Connect to Azure Virtual Machine using Azure Active Directory Account

• Deploy your favorite VM that Supports login using Azure Active Directory credentials, selecting the option Login with Azure AD, and then Enable system assigned managed identity will be selected automatically.

  

  In the IAM of the Virtual Machine (or Resource Group, Subscription, and finally Management Group), add one of the options:

• Virtual Machine Administrator Login
• Virtual Machine User Login

against the user you would like to use to log in.

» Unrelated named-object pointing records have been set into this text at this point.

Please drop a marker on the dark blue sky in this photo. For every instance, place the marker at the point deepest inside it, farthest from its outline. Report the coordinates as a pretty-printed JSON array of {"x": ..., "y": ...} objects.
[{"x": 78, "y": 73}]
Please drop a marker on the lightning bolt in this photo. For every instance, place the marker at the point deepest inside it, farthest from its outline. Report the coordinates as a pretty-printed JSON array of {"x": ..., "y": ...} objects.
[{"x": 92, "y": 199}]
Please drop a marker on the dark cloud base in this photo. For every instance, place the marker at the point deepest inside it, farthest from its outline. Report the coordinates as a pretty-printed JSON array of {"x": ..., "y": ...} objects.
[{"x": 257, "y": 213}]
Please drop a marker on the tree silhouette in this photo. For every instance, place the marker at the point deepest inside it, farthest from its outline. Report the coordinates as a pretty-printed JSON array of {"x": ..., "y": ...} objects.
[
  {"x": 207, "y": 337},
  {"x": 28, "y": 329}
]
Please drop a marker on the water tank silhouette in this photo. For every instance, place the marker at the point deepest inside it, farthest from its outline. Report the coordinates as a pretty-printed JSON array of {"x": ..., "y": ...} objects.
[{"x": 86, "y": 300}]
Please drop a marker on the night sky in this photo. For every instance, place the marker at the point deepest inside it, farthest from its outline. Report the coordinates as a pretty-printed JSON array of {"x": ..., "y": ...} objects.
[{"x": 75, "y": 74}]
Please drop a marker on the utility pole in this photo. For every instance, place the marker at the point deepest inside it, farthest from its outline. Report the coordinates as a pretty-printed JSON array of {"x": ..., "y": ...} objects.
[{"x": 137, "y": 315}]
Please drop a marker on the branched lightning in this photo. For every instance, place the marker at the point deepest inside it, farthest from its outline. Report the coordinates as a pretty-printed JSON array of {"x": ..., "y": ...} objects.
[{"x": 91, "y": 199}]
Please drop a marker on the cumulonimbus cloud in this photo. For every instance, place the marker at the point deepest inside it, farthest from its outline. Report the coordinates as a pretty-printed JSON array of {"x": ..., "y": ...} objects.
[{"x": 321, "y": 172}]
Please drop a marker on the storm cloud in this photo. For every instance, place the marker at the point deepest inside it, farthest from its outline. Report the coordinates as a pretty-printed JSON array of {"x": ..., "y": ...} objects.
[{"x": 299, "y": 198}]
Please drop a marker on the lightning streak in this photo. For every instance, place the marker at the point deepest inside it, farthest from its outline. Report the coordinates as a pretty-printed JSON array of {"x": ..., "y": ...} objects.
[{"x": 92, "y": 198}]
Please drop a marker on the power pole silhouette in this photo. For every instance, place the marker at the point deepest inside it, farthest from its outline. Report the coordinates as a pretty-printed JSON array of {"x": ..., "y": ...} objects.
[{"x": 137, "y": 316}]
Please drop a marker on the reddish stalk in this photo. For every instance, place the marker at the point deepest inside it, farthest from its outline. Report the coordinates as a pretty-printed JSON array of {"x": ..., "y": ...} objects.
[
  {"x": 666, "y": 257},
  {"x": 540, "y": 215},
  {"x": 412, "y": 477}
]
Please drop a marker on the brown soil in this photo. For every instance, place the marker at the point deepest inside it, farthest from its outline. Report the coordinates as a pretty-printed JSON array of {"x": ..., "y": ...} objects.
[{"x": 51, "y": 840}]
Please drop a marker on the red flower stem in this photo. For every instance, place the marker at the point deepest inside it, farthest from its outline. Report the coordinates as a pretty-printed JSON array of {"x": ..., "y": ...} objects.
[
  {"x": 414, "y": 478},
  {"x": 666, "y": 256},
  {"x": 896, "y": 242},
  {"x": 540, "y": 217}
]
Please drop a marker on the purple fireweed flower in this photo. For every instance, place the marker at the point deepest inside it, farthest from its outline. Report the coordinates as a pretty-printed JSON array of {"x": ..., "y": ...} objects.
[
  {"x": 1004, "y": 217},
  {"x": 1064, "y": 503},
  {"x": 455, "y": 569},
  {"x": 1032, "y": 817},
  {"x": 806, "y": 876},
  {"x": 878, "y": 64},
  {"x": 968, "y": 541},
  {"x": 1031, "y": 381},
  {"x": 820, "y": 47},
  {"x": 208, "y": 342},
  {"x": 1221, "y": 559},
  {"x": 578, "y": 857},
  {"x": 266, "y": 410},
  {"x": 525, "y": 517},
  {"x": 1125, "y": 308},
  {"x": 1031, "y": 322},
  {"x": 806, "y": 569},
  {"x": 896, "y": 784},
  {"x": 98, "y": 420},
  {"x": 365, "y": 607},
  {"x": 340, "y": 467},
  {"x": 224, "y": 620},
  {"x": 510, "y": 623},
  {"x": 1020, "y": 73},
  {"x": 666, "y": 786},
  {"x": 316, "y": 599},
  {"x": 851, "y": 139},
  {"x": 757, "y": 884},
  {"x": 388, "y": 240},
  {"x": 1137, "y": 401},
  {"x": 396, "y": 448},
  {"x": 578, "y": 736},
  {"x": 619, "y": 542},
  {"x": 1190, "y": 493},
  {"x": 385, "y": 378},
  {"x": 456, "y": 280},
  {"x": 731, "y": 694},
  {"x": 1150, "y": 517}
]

• Download an RDP file that can connect to the VM

  

• Edit the downloaded file using notepad, adding two lines:

   

  authentication level:i:2

  enablecredsspsupport:i:0

  So the whole file should look like this:

  full address:s:20.124.36.45:3389

  prompt for credentials:i:1

  administrative session:i:1

  authentication level:i:2

  enablecredsspsupport:i:0

• Disable NLA (Network Level Authentication) on the VM using the Run command:

  

• Restart the VM.
• Double-click on the file and connect to the VM using Azure Active Directory credentials; please add AzureAD\ before the username.

  You should see the following screen to enter the credentials:

  

• If you see the message:

  The Sign-in method you’re trying to use isn’t allowed. For more info, contact your network administrator.

  You must relax the Conditional Access methods by adding Azure Windows VM Sign-In to the excluded apps.